Главную роль в знакомстве России с творчеством художника сыграл С. Щукин. Существует ряд свидетельств о ранних встречах коллекционера с Пикассо, в том числе известный рассказ Г. Стайн о его реакции на «Авиньонских девиц» («Какая потеря для французского искусства!»). Но это, скорее всего, апокрифы[278]
. Щукин, покупавший Пикассо с 1909 года, руководствовался своими пристрастиями и не стремился к равномерной «музейной» полноте. Ему принадлежали такие значительные произведения «голубого» периода, как «Сестры» («Свидание», 1902, Эрмитаж), «Старый еврей с мальчиком» (1903, ГМИИ), с которыми было практически нечего поставить рядом из «розовых» работ.

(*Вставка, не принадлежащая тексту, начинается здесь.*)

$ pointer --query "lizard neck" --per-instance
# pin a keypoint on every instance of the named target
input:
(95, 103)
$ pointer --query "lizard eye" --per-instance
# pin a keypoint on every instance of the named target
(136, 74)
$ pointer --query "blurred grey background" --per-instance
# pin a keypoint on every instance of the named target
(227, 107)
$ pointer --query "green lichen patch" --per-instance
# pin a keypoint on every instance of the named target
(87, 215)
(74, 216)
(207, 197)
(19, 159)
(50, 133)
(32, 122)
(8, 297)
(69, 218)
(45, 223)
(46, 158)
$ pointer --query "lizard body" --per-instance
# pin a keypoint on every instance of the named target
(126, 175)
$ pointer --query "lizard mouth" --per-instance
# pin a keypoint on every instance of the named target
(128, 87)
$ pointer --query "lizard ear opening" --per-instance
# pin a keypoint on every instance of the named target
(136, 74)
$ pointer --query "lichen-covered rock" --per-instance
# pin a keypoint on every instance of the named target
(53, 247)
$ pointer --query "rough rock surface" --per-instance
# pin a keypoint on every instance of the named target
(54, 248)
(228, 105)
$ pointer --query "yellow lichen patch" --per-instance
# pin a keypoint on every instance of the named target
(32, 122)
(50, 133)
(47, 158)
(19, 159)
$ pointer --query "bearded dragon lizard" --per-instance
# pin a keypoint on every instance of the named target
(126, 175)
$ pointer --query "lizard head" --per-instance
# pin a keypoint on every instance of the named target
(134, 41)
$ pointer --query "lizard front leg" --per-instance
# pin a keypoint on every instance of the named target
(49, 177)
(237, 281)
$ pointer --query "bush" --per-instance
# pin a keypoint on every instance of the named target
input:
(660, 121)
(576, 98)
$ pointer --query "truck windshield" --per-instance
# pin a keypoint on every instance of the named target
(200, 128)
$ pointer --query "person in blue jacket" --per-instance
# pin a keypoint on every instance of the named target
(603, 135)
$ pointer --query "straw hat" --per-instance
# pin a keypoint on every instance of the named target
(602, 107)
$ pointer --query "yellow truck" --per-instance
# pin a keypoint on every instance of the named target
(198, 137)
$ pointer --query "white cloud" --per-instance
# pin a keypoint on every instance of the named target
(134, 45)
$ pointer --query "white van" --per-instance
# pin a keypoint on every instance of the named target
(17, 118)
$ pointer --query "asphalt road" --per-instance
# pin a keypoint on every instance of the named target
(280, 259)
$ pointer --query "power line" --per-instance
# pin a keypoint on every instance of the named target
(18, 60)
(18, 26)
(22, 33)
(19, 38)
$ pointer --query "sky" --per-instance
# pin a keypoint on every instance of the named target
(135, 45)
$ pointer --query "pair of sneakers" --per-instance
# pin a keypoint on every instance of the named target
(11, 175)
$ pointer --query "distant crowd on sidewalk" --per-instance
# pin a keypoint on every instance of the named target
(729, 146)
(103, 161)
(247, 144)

Наиболее полно, вещами первого ряда, оказалась представлена живопись 1908–1909 годов: «Дриада», «Женщина с веером», «Фермерша» (два варианта), «Дружба», «Зеленая миска и черная бутылка» (все – Эрмитаж) и др. При этом аналитический кубизм 1910–1911 годов отсутствовал полностью. 18 сентября 1912 года Пикассо писал Г. Стайн о Щукине: «Он не понимает моих последних работ»[279]. Тем не менее собиратель, говоривший о Пикассо «наверное, прав он, а не я»[280], все же приобрел ряд картин и графических работ, принадлежащих синтетическому кубизму 1912–1914 годов. Он продолжал покупать и вещи прежних лет, что требовало порой существенных затрат. В 1914 году Д.-А. Канвейлер продал в Москву возвратившуюся к нему от будапештского коллекционера М. Немеша «Женщину с мандолиной» (1909, Эрмитаж). А в 1913 году были приобретены прежде принадлежавшие Стайнам «Обнаженная с драпировкой» («Танец с покрывалами», 1907, Эрмитаж) и шедевр «протокубизма» «Три женщины» (1908, Эрмитаж). Г. Белтинг полагает, что «долгая одиссея, завершившаяся в петербургском Эрмитаже, навсегда устранила их как соперниц и, возможно, победительниц “(Авиньонских) девиц”»[281].Переход художника от открыто эмоциональных «голубых» и «розовых» полотен, вызывавших ассоциации с живописью прошлых столетий, к суровым и мрачным протокубистическим картинам 1908–1909 годов, а затем к абстракции и внеэмоциональности аналитического кубизма, поставил перед художественным миром проблему: необходимо было найти систему понятий для осмысления творчества мастера, который явственно превращался в символ современной живописи. Г. Аполлинер пошел по пути лирических ассоциаций, связанных с сюжетами и манерой Пикассо, его критические эссе фактически представляли собой стихотворения в прозе. Каллиграмма «Пабло Пикассо» стала закономерным итогом этого пути[282]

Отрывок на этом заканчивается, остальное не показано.